The magic of her storytelling had always been in its broad appeal. One could have little in common with my mother and still find threads from her narratives with which to identify. From my perch on the lower steps, I gazed up at her with my usual reverence.

And I was not alone. All the women seemed awestruck. Some, it seemed, were actually staring at my mother.

Or—were they staring past her?

Then I remembered the mannequin. There she was, right behind my mother's head. Why had the tiger-striped panties seemed "demure" in comparison with the mannequin's lily-white butt, I wondered. The minutes wore on, and my thoughts drifted from my mother's storytelling and the women's uneasy laughter. I watched the fallen crepe-myrtle blooms as they wafted over the red brick and assembled themselves into phenomenal patterns.
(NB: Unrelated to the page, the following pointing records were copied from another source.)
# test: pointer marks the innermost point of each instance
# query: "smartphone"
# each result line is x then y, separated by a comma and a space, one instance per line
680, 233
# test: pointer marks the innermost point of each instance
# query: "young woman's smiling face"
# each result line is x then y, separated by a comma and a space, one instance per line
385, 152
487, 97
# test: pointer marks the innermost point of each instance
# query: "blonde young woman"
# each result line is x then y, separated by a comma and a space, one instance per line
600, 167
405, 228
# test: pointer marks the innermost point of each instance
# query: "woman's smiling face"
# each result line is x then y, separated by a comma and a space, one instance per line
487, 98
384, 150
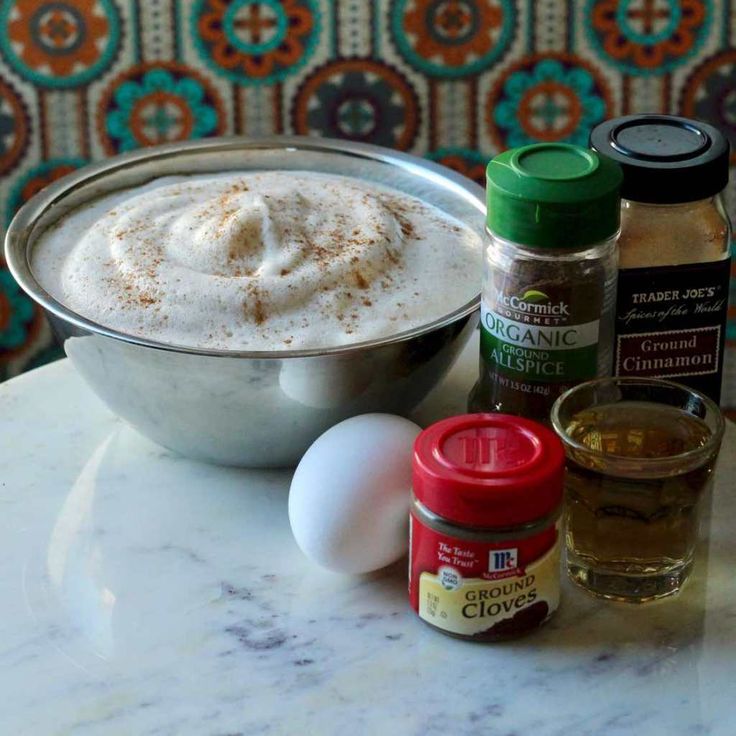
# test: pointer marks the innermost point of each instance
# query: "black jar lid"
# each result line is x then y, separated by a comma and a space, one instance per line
665, 159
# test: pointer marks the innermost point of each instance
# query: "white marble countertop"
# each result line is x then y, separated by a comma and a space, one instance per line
144, 594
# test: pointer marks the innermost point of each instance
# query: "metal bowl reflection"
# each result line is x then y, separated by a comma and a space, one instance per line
255, 409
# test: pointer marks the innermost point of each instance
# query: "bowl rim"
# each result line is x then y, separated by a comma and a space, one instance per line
21, 228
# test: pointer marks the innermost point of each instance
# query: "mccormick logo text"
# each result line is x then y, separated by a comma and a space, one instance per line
534, 302
503, 560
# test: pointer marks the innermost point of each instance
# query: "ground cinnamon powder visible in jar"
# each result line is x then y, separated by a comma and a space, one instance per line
673, 282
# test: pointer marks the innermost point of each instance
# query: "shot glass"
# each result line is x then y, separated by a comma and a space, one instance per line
640, 459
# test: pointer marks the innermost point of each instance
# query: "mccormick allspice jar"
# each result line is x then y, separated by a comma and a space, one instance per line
484, 532
550, 276
673, 281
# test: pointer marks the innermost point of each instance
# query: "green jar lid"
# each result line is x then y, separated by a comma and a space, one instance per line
553, 195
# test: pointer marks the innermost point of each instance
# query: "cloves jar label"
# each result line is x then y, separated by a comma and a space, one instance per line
480, 589
671, 323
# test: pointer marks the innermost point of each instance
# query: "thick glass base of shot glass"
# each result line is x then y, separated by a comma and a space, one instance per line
629, 586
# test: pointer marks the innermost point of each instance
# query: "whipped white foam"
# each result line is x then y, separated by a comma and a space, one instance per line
259, 261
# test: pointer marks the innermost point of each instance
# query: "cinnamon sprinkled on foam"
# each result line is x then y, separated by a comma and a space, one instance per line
259, 261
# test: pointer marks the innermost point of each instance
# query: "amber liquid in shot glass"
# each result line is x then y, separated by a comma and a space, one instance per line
638, 469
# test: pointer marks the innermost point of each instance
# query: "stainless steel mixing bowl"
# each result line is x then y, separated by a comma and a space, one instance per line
256, 409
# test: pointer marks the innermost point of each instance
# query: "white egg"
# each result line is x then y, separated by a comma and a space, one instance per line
350, 495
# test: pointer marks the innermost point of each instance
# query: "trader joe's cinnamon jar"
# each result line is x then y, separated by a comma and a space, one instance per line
485, 539
672, 298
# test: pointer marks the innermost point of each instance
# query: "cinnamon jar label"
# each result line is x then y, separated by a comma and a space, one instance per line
671, 322
480, 589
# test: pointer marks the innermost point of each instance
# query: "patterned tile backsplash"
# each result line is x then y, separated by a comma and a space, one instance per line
453, 80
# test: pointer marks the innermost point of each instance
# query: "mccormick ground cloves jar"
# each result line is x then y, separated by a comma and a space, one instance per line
673, 282
484, 532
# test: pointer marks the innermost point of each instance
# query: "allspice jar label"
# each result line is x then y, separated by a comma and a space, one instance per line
671, 323
484, 590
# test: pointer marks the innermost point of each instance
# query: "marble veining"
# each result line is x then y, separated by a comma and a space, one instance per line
142, 593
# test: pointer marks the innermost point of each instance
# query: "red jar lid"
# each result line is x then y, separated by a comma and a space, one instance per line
489, 470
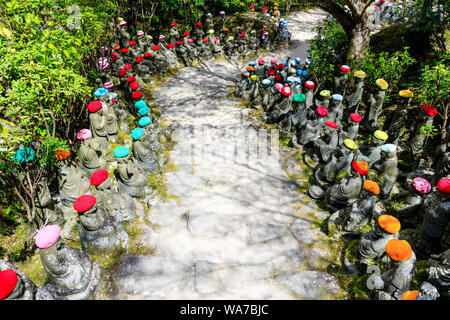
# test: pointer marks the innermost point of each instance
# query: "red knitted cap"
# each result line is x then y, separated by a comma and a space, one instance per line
84, 203
98, 177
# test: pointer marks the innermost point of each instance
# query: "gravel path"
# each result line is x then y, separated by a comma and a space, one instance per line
237, 229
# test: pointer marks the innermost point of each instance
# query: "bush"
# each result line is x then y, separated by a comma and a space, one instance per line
327, 51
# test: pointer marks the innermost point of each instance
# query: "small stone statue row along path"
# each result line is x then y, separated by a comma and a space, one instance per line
238, 228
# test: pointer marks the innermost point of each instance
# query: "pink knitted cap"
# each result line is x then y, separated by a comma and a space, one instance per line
47, 236
421, 185
84, 134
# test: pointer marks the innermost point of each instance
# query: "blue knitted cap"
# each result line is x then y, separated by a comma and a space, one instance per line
137, 133
121, 152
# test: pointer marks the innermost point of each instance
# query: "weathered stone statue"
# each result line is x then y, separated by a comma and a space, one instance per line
73, 183
142, 151
354, 99
90, 156
435, 220
372, 153
15, 285
398, 119
417, 140
328, 142
324, 99
98, 232
123, 34
426, 292
399, 272
174, 34
120, 207
130, 175
439, 269
341, 81
209, 25
312, 129
387, 168
338, 164
351, 131
352, 220
373, 243
265, 40
348, 188
198, 33
335, 111
375, 106
70, 273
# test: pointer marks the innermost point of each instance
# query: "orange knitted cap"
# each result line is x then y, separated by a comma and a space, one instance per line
410, 295
372, 186
398, 250
389, 223
361, 167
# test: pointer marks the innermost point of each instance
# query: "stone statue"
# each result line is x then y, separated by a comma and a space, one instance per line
373, 243
396, 279
335, 111
439, 269
324, 99
70, 272
24, 288
398, 120
417, 139
46, 210
130, 175
348, 188
352, 219
98, 232
142, 150
73, 183
174, 34
354, 99
372, 153
435, 222
90, 156
341, 81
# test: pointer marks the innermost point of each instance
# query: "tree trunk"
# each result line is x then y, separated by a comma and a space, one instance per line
359, 41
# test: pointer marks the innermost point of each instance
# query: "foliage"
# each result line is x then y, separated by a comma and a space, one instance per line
327, 51
389, 67
43, 87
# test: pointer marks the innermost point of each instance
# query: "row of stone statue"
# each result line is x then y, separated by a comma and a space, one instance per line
200, 44
328, 133
96, 195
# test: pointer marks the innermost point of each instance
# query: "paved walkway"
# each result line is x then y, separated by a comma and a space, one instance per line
237, 230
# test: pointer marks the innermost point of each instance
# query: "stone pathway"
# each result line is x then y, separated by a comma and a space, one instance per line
237, 230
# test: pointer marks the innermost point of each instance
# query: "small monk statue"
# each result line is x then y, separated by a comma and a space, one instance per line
397, 277
15, 285
387, 168
120, 207
351, 220
98, 232
70, 273
439, 269
348, 188
435, 221
130, 175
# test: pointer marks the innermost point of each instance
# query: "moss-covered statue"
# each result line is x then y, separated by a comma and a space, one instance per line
70, 274
98, 232
15, 285
399, 272
130, 175
352, 219
396, 122
435, 220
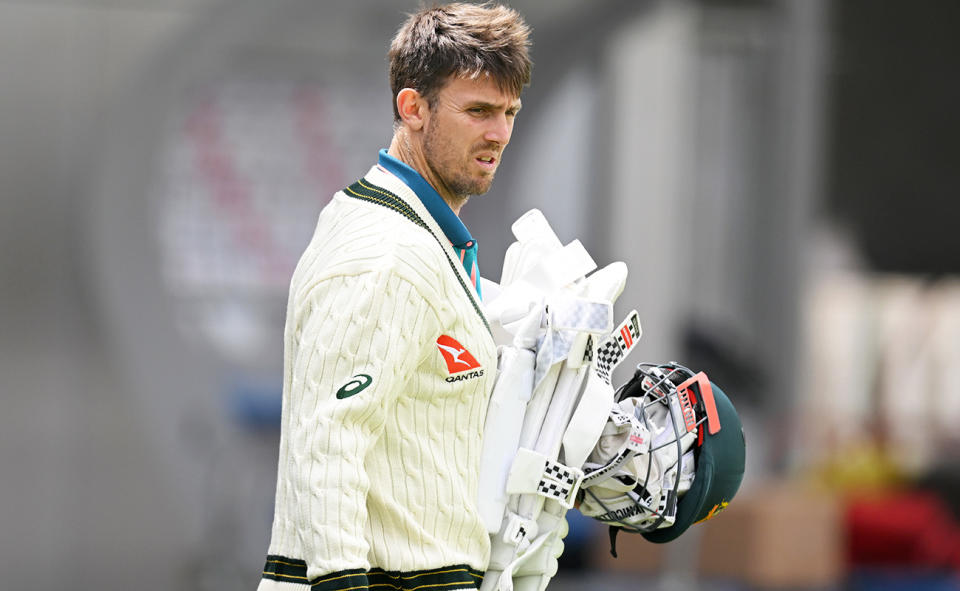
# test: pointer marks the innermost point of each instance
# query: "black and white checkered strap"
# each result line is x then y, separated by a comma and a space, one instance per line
534, 473
613, 349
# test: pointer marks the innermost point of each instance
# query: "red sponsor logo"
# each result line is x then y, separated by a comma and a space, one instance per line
456, 355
Then, too soon, it seemed, the visit was over—without Linda's or her friends' so much as stepping foot in the house, even, I was disappointed to note, to use the bathroom.

Hugging Linda goodbye, I realized something strange: I'd not only wanted her to love me and each of my mother's housemates, I'd wanted her to love my mother, too. I'd thought that if the two of them "hit it off," then perhaps Linda would tell her mother-in-law, who'd approved of her son's second marriage, but not his first, that my mother wasn't so wretched, after all. I'd grown weary of my grandmother's trashing her, and as always, I dreaded my return home.

More than twenty years later, while my grandmother lay on her deathbed, I would learn something astonishing: unbeknownst to me, Linda had repeatedly confronted her over the badmouthing, even before she and my dad married. She'd said it wasn't right, that it hurt a child to hear the grandma she loved, speaking about her mother that way.

Evidently, she had loved me all along.

This, despite never having seen that bathroom's transformation from its natural state of filth, to a glistening, perfectly chemical condition of cleanliness. And despite the specter of tiger-striped, silken panties on the disembodied ass of a stolen department-store mannequin, staring at her from behind my mother's head.